Il me sembla que Sénèque n’était guère heureux de m’entendre me présenter comme un de ses anciens élèves. Mais son regard se fit compatissant quand il me répondit :

— Je te dirai ce que j’ai essayé d’enseigner à Néron. La dissimulation et la servilité peuvent bien pendant un temps cacher les vrais penchants d’un être. Mais ceux-ci apparaissent toujours, à la fin et la peau de l’agneau glisse, révélant le pelage du loup. Tout comédien qu’il soit, Néron a du sang de la louve dans les veines. Toi aussi, Minutus, tu as du sang de loup, bien que ce soit d’une espèce moins téméraire.

Je ne savais trop si je devais me sentir flatté ou insulté par ces paroles. Je lui demandai comme en passant s’il croyait qu’Antonia fût mêlée à la conspiration. Sénèque se renfrogna.

— Si j’étais toi, m’avertit-il en secouant la tête, je ne me fierais en rien à Aelia Antonia. Ce nom seul est effrayant. En elle se mêle le sang de deux gens anciennes et dangereuses. Je connais des faits sur sa jeunesse dont je ne tiens pas à parler. Je te mets en garde. Au nom de tous les dieux, ne l’introduit pas dans la conjuration ! Ce serait pure folie. Elle est encore plus assoiffée de pouvoir qu’Agrippine qui, en dépit de ses méfaits, savait aussi montrer certaines qualités.
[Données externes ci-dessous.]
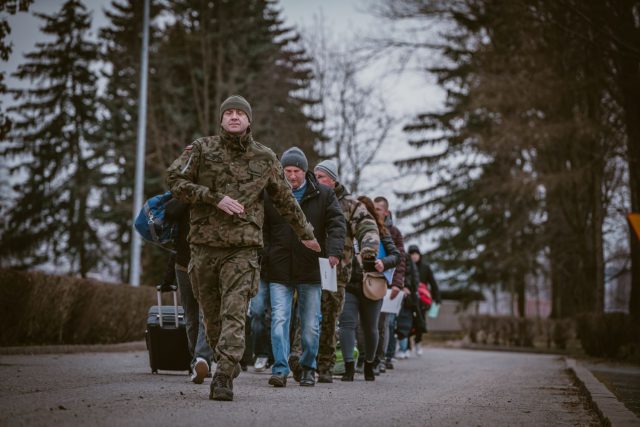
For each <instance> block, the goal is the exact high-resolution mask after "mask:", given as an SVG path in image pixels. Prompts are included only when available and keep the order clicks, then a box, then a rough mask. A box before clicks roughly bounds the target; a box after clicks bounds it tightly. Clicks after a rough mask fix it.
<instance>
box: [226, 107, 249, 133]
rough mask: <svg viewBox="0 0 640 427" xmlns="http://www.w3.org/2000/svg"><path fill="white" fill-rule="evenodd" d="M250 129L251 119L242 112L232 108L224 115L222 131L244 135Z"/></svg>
mask: <svg viewBox="0 0 640 427" xmlns="http://www.w3.org/2000/svg"><path fill="white" fill-rule="evenodd" d="M248 127H249V117H247V114H246V113H245V112H244V111H242V110H237V109H235V108H230V109H228V110H225V112H224V113H222V129H224V130H226V131H227V132H229V133H234V134H239V135H243V134H244V133H245V132H246V131H247V128H248Z"/></svg>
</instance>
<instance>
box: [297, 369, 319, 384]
mask: <svg viewBox="0 0 640 427" xmlns="http://www.w3.org/2000/svg"><path fill="white" fill-rule="evenodd" d="M300 385H301V386H304V387H313V386H314V385H316V372H315V371H314V370H313V369H307V368H304V369H303V370H302V378H301V379H300Z"/></svg>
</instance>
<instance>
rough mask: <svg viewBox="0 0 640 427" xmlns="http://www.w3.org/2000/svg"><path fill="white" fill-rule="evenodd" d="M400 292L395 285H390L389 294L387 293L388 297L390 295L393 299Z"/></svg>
mask: <svg viewBox="0 0 640 427" xmlns="http://www.w3.org/2000/svg"><path fill="white" fill-rule="evenodd" d="M399 293H400V288H399V287H397V286H392V287H391V295H389V297H391V299H394V298H395V297H397V296H398V294H399Z"/></svg>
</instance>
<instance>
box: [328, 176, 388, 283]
mask: <svg viewBox="0 0 640 427" xmlns="http://www.w3.org/2000/svg"><path fill="white" fill-rule="evenodd" d="M335 192H336V197H338V202H339V203H340V207H341V208H342V213H343V214H344V217H345V219H346V221H347V236H346V239H345V242H344V250H343V255H342V260H341V261H340V269H339V270H338V281H339V282H340V283H341V284H346V283H349V279H350V277H351V269H352V262H353V259H354V258H353V255H354V254H353V242H354V239H355V241H357V243H358V246H359V248H360V253H361V254H362V256H363V257H365V258H366V257H367V256H371V257H374V258H375V257H376V256H377V255H378V246H379V245H380V236H379V234H378V226H377V225H376V220H375V219H374V218H373V217H372V216H371V214H370V213H369V211H368V210H367V208H366V207H365V206H364V205H363V204H362V203H360V202H359V201H358V200H357V199H356V198H354V197H353V196H351V195H350V194H349V193H348V192H347V189H346V188H344V186H343V185H342V184H340V183H338V184H337V185H336V188H335Z"/></svg>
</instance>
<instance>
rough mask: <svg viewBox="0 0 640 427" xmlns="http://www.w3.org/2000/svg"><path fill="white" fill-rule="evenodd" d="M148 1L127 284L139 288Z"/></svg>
mask: <svg viewBox="0 0 640 427" xmlns="http://www.w3.org/2000/svg"><path fill="white" fill-rule="evenodd" d="M149 1H150V0H144V22H143V24H142V53H141V59H140V96H139V97H138V145H137V150H136V184H135V190H134V193H133V220H132V221H131V265H130V269H129V272H130V274H129V283H131V285H133V286H140V252H141V246H140V245H141V241H140V235H139V234H138V232H137V231H136V230H135V228H134V226H133V224H134V223H135V220H136V216H138V212H140V209H142V197H143V193H144V154H145V142H146V130H147V70H148V68H149V67H148V57H149Z"/></svg>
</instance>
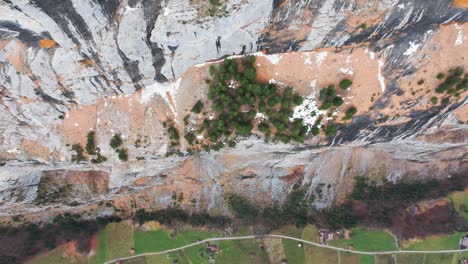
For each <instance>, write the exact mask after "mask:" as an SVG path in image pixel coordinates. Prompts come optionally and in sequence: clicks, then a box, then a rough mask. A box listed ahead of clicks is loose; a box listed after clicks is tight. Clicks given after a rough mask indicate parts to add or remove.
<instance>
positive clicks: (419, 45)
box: [403, 41, 421, 56]
mask: <svg viewBox="0 0 468 264" xmlns="http://www.w3.org/2000/svg"><path fill="white" fill-rule="evenodd" d="M409 44H410V47H409V48H408V49H407V50H406V51H405V53H403V55H406V56H409V55H411V54H413V53H415V52H416V51H417V50H418V48H419V46H421V44H420V43H414V42H413V41H410V43H409Z"/></svg>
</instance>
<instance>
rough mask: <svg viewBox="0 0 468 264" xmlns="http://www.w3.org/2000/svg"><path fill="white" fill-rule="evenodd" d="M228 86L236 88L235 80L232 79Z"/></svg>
mask: <svg viewBox="0 0 468 264" xmlns="http://www.w3.org/2000/svg"><path fill="white" fill-rule="evenodd" d="M228 87H229V88H231V89H234V88H235V86H234V81H233V80H230V81H229V85H228Z"/></svg>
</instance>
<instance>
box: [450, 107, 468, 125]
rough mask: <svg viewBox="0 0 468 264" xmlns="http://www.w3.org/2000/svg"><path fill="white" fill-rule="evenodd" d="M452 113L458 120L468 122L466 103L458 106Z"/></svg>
mask: <svg viewBox="0 0 468 264" xmlns="http://www.w3.org/2000/svg"><path fill="white" fill-rule="evenodd" d="M453 114H454V115H455V117H456V118H457V119H458V121H459V122H463V123H467V122H468V105H462V106H460V107H458V108H457V109H456V110H455V111H453Z"/></svg>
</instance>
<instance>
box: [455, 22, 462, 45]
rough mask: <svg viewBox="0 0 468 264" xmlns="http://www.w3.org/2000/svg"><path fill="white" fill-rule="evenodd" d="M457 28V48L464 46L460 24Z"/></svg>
mask: <svg viewBox="0 0 468 264" xmlns="http://www.w3.org/2000/svg"><path fill="white" fill-rule="evenodd" d="M455 28H456V29H458V33H457V39H456V40H455V46H460V45H461V44H463V32H462V29H461V27H460V26H459V25H458V24H457V25H455Z"/></svg>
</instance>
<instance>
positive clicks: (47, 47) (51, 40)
mask: <svg viewBox="0 0 468 264" xmlns="http://www.w3.org/2000/svg"><path fill="white" fill-rule="evenodd" d="M39 45H40V46H41V47H42V48H45V49H51V48H54V47H55V46H56V45H57V43H56V42H55V41H54V40H53V39H41V40H39Z"/></svg>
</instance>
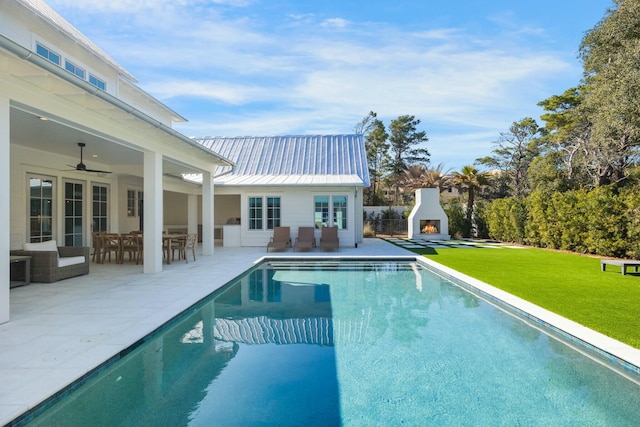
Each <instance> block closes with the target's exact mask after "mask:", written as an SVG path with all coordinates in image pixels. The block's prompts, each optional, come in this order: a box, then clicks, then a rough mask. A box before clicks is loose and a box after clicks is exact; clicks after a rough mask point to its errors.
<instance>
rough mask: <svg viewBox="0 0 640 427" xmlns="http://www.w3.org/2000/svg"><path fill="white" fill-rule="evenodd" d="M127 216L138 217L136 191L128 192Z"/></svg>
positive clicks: (127, 195) (127, 202) (129, 216)
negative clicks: (132, 216) (137, 216)
mask: <svg viewBox="0 0 640 427" xmlns="http://www.w3.org/2000/svg"><path fill="white" fill-rule="evenodd" d="M127 216H129V217H132V216H136V190H127Z"/></svg>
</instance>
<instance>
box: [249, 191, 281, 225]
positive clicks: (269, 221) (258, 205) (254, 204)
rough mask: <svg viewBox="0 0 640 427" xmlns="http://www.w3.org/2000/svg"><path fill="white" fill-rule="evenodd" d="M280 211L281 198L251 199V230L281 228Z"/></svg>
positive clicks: (258, 197)
mask: <svg viewBox="0 0 640 427" xmlns="http://www.w3.org/2000/svg"><path fill="white" fill-rule="evenodd" d="M280 211H281V207H280V197H271V196H268V197H249V230H273V229H274V228H275V227H280V215H281V212H280ZM265 218H266V221H265ZM265 225H266V228H265Z"/></svg>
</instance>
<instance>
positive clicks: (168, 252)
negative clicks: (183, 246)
mask: <svg viewBox="0 0 640 427" xmlns="http://www.w3.org/2000/svg"><path fill="white" fill-rule="evenodd" d="M186 239H187V234H163V235H162V250H163V251H165V252H166V256H167V264H171V250H172V249H173V248H172V246H171V244H172V242H173V241H176V240H186Z"/></svg>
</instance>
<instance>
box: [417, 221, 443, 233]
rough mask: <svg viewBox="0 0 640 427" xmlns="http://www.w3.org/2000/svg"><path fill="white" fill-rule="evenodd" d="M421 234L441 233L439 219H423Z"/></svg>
mask: <svg viewBox="0 0 640 427" xmlns="http://www.w3.org/2000/svg"><path fill="white" fill-rule="evenodd" d="M420 234H440V220H439V219H421V220H420Z"/></svg>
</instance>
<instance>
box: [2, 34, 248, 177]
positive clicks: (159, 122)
mask: <svg viewBox="0 0 640 427" xmlns="http://www.w3.org/2000/svg"><path fill="white" fill-rule="evenodd" d="M0 47H3V48H5V49H6V50H8V51H9V52H12V53H13V54H15V55H16V56H17V57H18V58H20V59H23V60H26V61H29V62H31V63H32V64H34V65H37V66H38V67H40V68H43V69H45V70H46V71H48V72H50V73H51V74H54V75H55V76H57V77H60V78H62V79H63V80H66V81H67V82H69V83H71V84H73V85H75V86H77V87H79V88H80V89H82V90H84V91H86V92H88V93H89V94H91V95H95V96H97V97H98V98H100V99H102V100H103V101H106V102H108V103H109V104H111V105H113V106H114V107H116V108H118V109H120V110H122V111H124V112H125V113H128V114H131V115H132V116H134V117H136V118H138V119H140V120H142V121H143V122H145V123H147V124H149V125H151V126H153V127H155V128H158V129H160V130H161V131H163V132H165V133H167V134H169V135H171V136H172V137H174V138H176V139H179V140H180V141H182V142H184V143H186V144H188V145H190V146H192V147H194V148H196V149H199V150H200V151H202V152H204V153H206V154H207V155H209V156H213V157H215V158H217V159H218V160H220V161H221V162H222V163H225V164H226V166H230V167H231V171H233V170H234V168H235V166H236V165H235V163H233V162H232V161H231V160H229V159H226V158H224V157H222V156H221V155H219V154H216V153H214V152H213V151H211V150H209V149H207V148H205V147H204V146H202V145H200V144H198V143H197V142H195V141H194V140H192V139H191V138H189V137H187V136H185V135H183V134H181V133H180V132H178V131H176V130H175V129H173V128H171V127H169V126H167V125H165V124H164V123H161V122H159V121H158V120H156V119H154V118H153V117H151V116H149V115H147V114H145V113H143V112H142V111H140V110H138V109H136V108H134V107H132V106H131V105H129V104H127V103H125V102H122V101H121V100H120V99H118V98H116V97H115V96H113V95H111V94H109V93H107V92H105V91H103V90H100V89H98V88H97V87H95V86H94V85H92V84H90V83H89V82H87V81H85V80H83V79H81V78H79V77H77V76H76V75H74V74H71V73H69V72H68V71H66V70H65V69H64V68H62V67H59V66H58V65H56V64H54V63H52V62H49V61H47V60H46V59H44V58H42V57H41V56H39V55H37V54H35V53H34V52H33V51H31V50H29V49H27V48H25V47H24V46H21V45H19V44H18V43H16V42H14V41H13V40H11V39H9V38H7V37H6V36H5V35H3V34H0ZM231 171H230V172H231Z"/></svg>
L’avertissement de Sénèque ne me laissa pas indifférent, mais dans la folie de mon amour je me dis que c’était l’envie qui lui dictait ses paroles. Nous étions sur le point de nous séparer quand le philosophe m’avoua qu’il serait à Rome au jour dit, prêt à seconder Pison, car il était persuadé que celui-ci était trop vain et trop extravagant pour garder le pouvoir bien longtemps. Alors viendrait peut-être le moment favorable pour Sénèque.

— Quoi que je fasse, je m’expose chaque jour à perdre la vie, dit-il avec un sourire amer. Je n’ai donc rien à perdre à me montrer. Si Pison prend le pouvoir, alors j’aurai donné à penser que je le soutiens. Si – effrayante perspective ! – la conspiration est découverte, alors je mourrai, que je me sois ou non montré. Mais le sage ne craint pas la mort. C’est la dette que chaque humain doit un jour ou l’autre solder. Il n’importe guère que l’heure dernière soit aujourd’hui ou demain.

Mais pour moi, c’était au contraire tout ce qui importait. Je le quittai le cœur lourd, en ruminant ses paroles pleines de sinistres présages. Je me dis qu’il vaudrait mieux que je prisse quelques précautions au cas où la conspiration serait découverte. Un homme avisé ne place pas tous ses œufs dans le même panier.

Je continue de penser que la rébellion aurait dû partir des légions de province et non point de Rome. Le sang aurait certainement coulé dans les provinces, mais après tout c’est bien pour le verser qu’on paie les soldats, et à Rome nul n’aurait exposé sa vie. Mais la vanité, l’égoïsme et l’ambition l’emportent toujours sur le bon sens.

Placé à la tête de la flotte en remerciement de son rôle dans le meurtre d’Agrippine, Proculus s’estimait insuffisamment récompensé. En fait, si peu complexe qu’elle fût, sa charge excédait ses capacités. Anicetus n’était qu’un ancien barbier mais il avait su garder sa flotte en état de naviguer, en se faisant efficacement seconder par des capitaines expérimentés.